The COVID-19 pandemic has brought unparalleled destruction to global health, social and economic systems. It has impacted a lot of different aspects of our lives, from how we interact with people to how we work, and even how we shop. The coronavirus pandemic has indeed shaken up nearly every consumer category, influencing new consumer behaviors, putting a strain on many categories of workers, stifling entire industries and inspiring growth in others. The fitness industry is one of them.
Entrepreneurs, instructors and personal trainers have had to deal with the closure of gyms imposed by the government and the consequent losses deriving from missed receipts and recurring fixed expenses to be paid. Before the pandemic, the global fitness industry was a booming $4.5 trillion business, but now things are expected to change. While the market size of the fitness club industry in the United Kingdom grew to above £2 billion in the years leading up to the pandemic, forecasts suggest that its value will fall to £1.62 billion in 2021.
The fitness and wellness industry has had to make particularly marked changes and reconsider overall what it means to be well in the age of a pandemic. In this scenario, new opportunities have opened up and those who have been able to seize them and reinvent themselves have done business even in such a negative period from a historic and economic point of view.
Analysing data from Google Trends, there has been an increased interest in the key word 'online fitness', especially from April last year, at the height of the first lockdown, and a decrease in searches for the term 'gym'. Comparing the number of gym membership subscriptions in the first week of September 2019 and the first week of September 2020, which is the period in which the boom in subscriptions usually occurs, we noticed a decrease of about 20%. This demonstrates that, even after the reopening of the gyms, the fear of contagion in closed and crowded places has made some people desist from joining them.
However, the data also suggests that, despite challenges to an active lifestyle, the Covid-19 lockdowns may have led to an increase in population-level interest and engagement with physical activity.
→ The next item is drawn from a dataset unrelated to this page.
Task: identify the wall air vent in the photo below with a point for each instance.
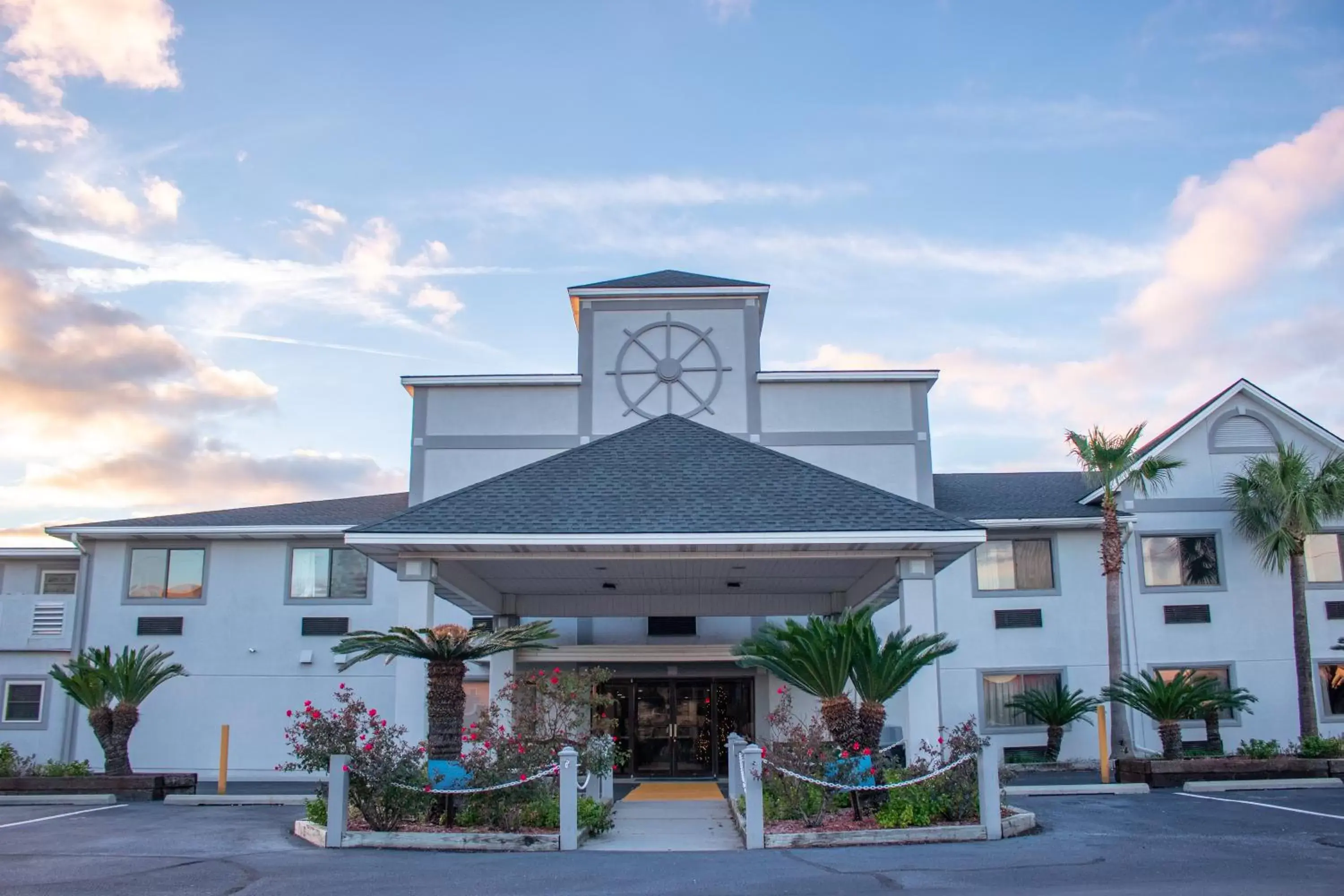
(159, 625)
(1186, 613)
(1018, 620)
According to the British Journal of Sports Medicine, potential explanations for the relative increase in exercise interest include compensation for reduced incidental activities, availability of discretionary time, increased health awareness and ubiquitous messages recommending exercise during COVID-19 from media, governments and health authorities, such as the World Health Organization.
The rapid digitalisation of the fitness industry played a hug role for its survival. Covid-19 limitations forced all professionals in the sector to reorganise their work. Most of them started remote online coaching, which guaranteed not only to manage their current customers but also to expand their clientele. That means there’s a significant opportunity for fitness businesses to reach customers they’ve never met—globally.
From digital coaching of personal trainers to social media and fitness apps, the fitness market is increasingly full of technological solutions designed to create value and provide customers with accessible services during this period. In particular, studies show that online classes and personal training are the activities that have had the greatest growth between the first and second lockdown, as much as 1,550%. Followed closely by online pilates and online yoga.
If there's one thing the pandemic has made clear, it's that a healthy lifestyle definitely pays off. According to the WHO, those who are healthy are also better able to defeat the virus. Suddenly, health has been on everyone's mind and people have become increasingly concerned about their sedentary lifestyles. In light of this, fitness has come to occupy a more conscious space in our lives, allowing us to stay healthy while we work or study from home. Well-being has emerged as a key focus for everyone readjusting to a life in the Covid era. And after months of social distancing, consumers’ approach to fitness and overall wellness may be permanently altered, experts say.
Fitness is no longer about six pack abs and toned bums, but rather about an ongoing lifestyle focused on health, wellness and nutrition.
“It’s not about bikini body goals, because who knows when we’re going to go on vacation again - said Josh McCarter, Chief Executive Officer of the fitness booking platform MindBody - Covid-19 has pushed people to think about health more holistically.” And it seems like those changes in perspectives are here to stay. While "billions will be lost in the wellness industry in 2020 because of months of shuttered brick-and-mortar businesses - said Beth McGroarty, vice president of research for the Global Wellness Institute - at the big-picture, long-term level, the case for the wellness concept and wellness markets post-pandemic looks very bullish."